Set against the backdrop of the well-known 1912 maiden-voyage sinking of the world's largest and most luxurious ocean liner, Titanic is a love story across the mine field of class. Rose DeWitt Bukater (Kate Winslet) is a 17-year-old girl of the American ruling class. She is unhappily engaged to the snobbish and domineering Cal Hockley (Billy Zane), heir to a vast fortune. Rose chafes in the relationship, but her conniving mother, Ruth (Frances Fischer), insists that she see it through. The Bukaters' own resources have been devastated by the death of Rose's father. The Bukaters and Hockley board the Titanic as first class passengers, of course. Down in the bowels of steerage, meanwhile, is Jack Dawson (Leonardo DiCaprio), a vagabond American painter who has traveled about the world doing odd jobs and won his Titanic ticket in a card game. Rose has the world at her fingertips and knows nothing of it. Jack has seen the world without a penny in his pocket. Their meeting produces amour the way stone and flint produce fire.

Leonardo DiCaprio and Kate Winslet dash for the deck in Titanic
The critic in me is required to tell you how irksome this picture often proves itself. Cameron spent millions filming the wreck of the Titanic on the North Atlantic floor and used it to fashion a contemporary frame story about treasure hunters. The frame does produce a graceful performance by Gloria Stuart as the 101-year-old Rose, but it's not really necessary and serves mainly to add unwanted length. In the central story, Cameron introduces such characters as Jack's pal Fabrizio De Rossi (Danny Nucci) for the sole purpose of killing them at the end. Kathy Bates is employed as Molly Brown, but her character doesn't really have anything to do except wait to board a lifeboat. Meanwhile, Cal is rendered such an unalloyed villain, he might as well have grown a mustache so he could twist its ends. The story would have been much more interesting had Cal possessed a few redeeming qualities.

Mostly, though, Titanic irritates because Cameron just can't let loose of hoary, adventure-movie storytelling tactics. It's not enough that the ship is sinking; he's got to get Jack arrested and handcuffed to a pipe on a lower deck. Then he's got to send Rose after her lover through hallways filling with water. And even after Rose has set Jack free, Cameron has to see them trapped at gated portals not once but twice. And if that's not enough, the director sends a murderous Cal after them, shooting wildly as the lovers slosh from deck to deck. It's so ridiculous you want to scream.

Even worse, Cameron plays stupidly loose with the facts of a disaster this immense. No one could survive what Rose and Jack do as they ride the stern into the sea. It's the equivalent of an airplane passenger living through a crash by jumping off just before the plane hits the ground.
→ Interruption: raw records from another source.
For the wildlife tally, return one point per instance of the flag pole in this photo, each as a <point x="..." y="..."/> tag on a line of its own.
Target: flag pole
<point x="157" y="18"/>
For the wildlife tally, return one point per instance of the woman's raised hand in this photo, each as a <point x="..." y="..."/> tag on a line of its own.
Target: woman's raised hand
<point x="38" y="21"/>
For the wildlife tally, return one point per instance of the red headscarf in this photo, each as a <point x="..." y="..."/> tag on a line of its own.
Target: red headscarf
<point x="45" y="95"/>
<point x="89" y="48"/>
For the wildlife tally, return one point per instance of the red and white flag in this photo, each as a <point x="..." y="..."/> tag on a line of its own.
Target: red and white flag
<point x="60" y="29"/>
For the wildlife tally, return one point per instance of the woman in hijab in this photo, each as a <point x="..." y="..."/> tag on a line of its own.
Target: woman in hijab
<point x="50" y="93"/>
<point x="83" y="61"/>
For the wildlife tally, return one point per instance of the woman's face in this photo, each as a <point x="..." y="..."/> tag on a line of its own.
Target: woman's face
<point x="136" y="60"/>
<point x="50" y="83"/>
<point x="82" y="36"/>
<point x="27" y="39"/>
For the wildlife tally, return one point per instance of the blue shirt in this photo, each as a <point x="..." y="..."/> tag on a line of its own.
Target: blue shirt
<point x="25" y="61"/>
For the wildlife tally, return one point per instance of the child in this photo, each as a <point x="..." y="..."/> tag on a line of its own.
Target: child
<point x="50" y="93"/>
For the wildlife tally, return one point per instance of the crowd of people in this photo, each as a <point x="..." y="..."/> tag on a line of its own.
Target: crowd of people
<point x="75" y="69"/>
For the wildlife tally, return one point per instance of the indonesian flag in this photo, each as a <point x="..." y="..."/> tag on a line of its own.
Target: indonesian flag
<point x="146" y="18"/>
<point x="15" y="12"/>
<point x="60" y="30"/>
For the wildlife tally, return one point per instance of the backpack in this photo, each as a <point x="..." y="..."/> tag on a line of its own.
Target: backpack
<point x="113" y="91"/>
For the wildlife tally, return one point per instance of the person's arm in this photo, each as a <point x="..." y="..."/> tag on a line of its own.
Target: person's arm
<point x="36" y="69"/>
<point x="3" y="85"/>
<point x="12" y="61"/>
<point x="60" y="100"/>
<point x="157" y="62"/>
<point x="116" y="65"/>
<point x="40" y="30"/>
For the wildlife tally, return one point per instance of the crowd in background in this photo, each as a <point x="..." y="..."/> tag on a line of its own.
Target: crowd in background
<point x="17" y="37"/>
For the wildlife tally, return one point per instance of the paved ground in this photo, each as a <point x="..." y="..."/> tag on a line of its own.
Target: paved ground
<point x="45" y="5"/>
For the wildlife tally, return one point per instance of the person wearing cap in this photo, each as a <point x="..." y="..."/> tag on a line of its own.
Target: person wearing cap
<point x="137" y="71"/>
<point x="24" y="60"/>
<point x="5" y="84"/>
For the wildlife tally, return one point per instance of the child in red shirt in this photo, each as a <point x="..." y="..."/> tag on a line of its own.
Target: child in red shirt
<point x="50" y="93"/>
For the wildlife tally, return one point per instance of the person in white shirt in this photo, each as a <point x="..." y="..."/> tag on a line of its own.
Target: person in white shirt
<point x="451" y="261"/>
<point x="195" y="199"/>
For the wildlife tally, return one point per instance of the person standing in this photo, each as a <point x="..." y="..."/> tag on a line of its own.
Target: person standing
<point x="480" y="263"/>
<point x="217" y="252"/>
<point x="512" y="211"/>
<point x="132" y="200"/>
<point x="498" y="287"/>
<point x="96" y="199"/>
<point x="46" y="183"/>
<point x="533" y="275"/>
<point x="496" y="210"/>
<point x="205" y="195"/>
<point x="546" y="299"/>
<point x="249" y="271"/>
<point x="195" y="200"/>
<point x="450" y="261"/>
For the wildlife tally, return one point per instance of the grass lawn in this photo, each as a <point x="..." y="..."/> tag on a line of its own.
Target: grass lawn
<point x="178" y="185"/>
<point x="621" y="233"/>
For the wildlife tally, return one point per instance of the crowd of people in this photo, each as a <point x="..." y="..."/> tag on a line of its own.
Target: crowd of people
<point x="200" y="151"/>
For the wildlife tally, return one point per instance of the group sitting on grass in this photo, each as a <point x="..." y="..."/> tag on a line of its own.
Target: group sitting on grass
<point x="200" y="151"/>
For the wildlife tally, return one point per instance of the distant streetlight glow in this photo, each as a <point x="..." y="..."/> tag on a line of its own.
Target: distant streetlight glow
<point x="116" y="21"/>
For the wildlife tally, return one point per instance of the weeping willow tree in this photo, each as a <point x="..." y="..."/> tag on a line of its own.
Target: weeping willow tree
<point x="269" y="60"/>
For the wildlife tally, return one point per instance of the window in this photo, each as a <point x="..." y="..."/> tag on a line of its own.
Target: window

And where's that power plant that keeps the Titanic electricity on even after the boat has broken in half? And why doesn't the icy sea water bother Rose in the ship's hallways? And why doesn't Jack register the shock of the cold when he's sucked underwater? And so forth and so on.

And still this picture is actually worth it. The grandeur of the production is narcotic. Cameron may be a madman, but he's an artist in his own low-rent way. His shots of the giant pistons in the Titanic's engine room recall the factory footage in Chaplin's Modern Times and purposely serve to remind us that people sweated and took risks to make the mammoth ship move. Elsewhere, Cameron masterfully matches footage taken along the sunken Titanic's promenade with those on his own 90 percent-scale replica. The effect is haunting. And frankly, clumsily overdone as it is, the romance works too -- not the Cal triangle part, but the relationship between Jack and Rose. Winslet is a little shaky at the start, but her performance gets better over the three-plus hours. And DiCaprio nails Jack from the start. He's terrific. An actor who has specialized in playing troubled and damaged characters, he chucks all the mannerisms and plays a winning romantic lead straight up. He makes you believe Jack's feelings for Rose, and together in the sketching scene, he and Winslet produce as erotically charged a moment as you'll find in cinema this year.